Choose from a wide variety of whole grains such as quinoa, spelt, millet, barley, brown rice and amaranth. We have a tendency in the US to eat most of our carbohydrates as wheat and potatoes, which lead to food sensitivity and blood sugar imbalance respectively. Switch to sprouted breads, crackers made from rice and simple, nutrient dense superfoods like quinoa and barley.

Protein:

  • Only 5-10% contribution to energy production
  • Greater demand with long duration and depletion of carbohydrate stores
  • Necessary to repair tissue damage that is a normal part of exercise
  • Crucial for blood sugar regulation, body composition and general health
  • General rule: About 1 gram protein per 3 grams carbohydrate

Variety is crucial, be experimental and broaden your palate horizons. Nuts, soynuts and string cheese travel well.
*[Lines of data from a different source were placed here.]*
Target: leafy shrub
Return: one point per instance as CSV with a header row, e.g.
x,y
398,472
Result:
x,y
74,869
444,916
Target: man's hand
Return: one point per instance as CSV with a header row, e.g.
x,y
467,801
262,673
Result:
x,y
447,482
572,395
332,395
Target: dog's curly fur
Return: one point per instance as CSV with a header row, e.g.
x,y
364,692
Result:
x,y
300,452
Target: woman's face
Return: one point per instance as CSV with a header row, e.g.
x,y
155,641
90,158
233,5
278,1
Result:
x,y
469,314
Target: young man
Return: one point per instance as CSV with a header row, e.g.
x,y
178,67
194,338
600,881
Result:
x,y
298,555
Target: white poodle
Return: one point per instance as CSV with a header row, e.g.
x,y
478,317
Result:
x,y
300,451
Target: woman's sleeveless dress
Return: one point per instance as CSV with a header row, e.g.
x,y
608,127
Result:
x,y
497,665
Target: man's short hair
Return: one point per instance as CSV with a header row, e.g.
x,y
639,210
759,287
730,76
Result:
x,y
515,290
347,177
Rotate between fish, poultry, meat, beans, some dairy and soy. It is very important to choose organic, hormone-free versions of meats and fish that are wild-caught and as free of heavy metal toxicity as possible. Do not eat fish more than three times per week. Avoid fried foods. Dairy such as milk, yogurt, cottage cheese and Kefir should be organic.

Fats:

• The potential energy of fat is more than twice that of carbohydrate or protein, but the body doesn’t choose to use it right away
• Fat supplies up to 70% of the energy you need for moderate intensity exercise lasting 4-6 hours
• Be very clear about the distinction between good and bad fats: Saturated fats should be kept under control, but Essential Fatty Acids should be consumed in abundance

Best for cooking are butter (in small amounts), extra virgin olive oil and coconut oil. Only butter should be used when you are heating above medium heat as most oils break down at those temperatures. At all costs avoid trans fats and hydrogenated oils by avoiding processed and fried foods in general.
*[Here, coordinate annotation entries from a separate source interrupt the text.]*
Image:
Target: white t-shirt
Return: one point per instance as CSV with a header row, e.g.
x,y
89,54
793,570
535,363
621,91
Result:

I recommend daily supplementation of Essential Fatty Acids for most of my patients. You want an oil that contains both EPA and DHA and is monitored for heavy metal toxicity and it should be kept refrigerated after opening.

Hydration:

  • Necessary to maintain adequate blood volume in order to sustain cardiovascular health and overall physical function
  • Regulation of body temperature
  • Compensation for fluids lost as perspiration during exercise
  • Prolonged physical activity, particularly in heat, can lead to a loss of up to 3 litres/hour
  • During exercise, thirst is an unreliable indicator of hydration status, so drink whether you feel like it or not if you exercise for more than an hour
  • Heavy sweaters must drink more than average sweaters
  •  As little as 1-2% decrease in body weight fvrom fluid loss can compensate your athletic ability

To monitor: Measure weight before and after activity, be sure that urine is always clear and frequent

There are many electrolyte and glucose products marketed to athletes. Please be aware that the more glucose a drink contains, the slower it is absorbed from your stomach and into your bloodstream. Use sugary drinks for sugar when you need carbohydrates to maintain your energy or replenish muscle glycogen, but avoid them at all other times and always consume them with plenty of water.

Contrary to popular belief, sodium is the only electrolyte you need to replace with an electrolyte formula. The others are easily replaced within 24 hours of a normal diet, including potassium. Consider salt tablets or low-carb electrolyte replacement products.

If you are exercising an hour or less at a time, water is all you need.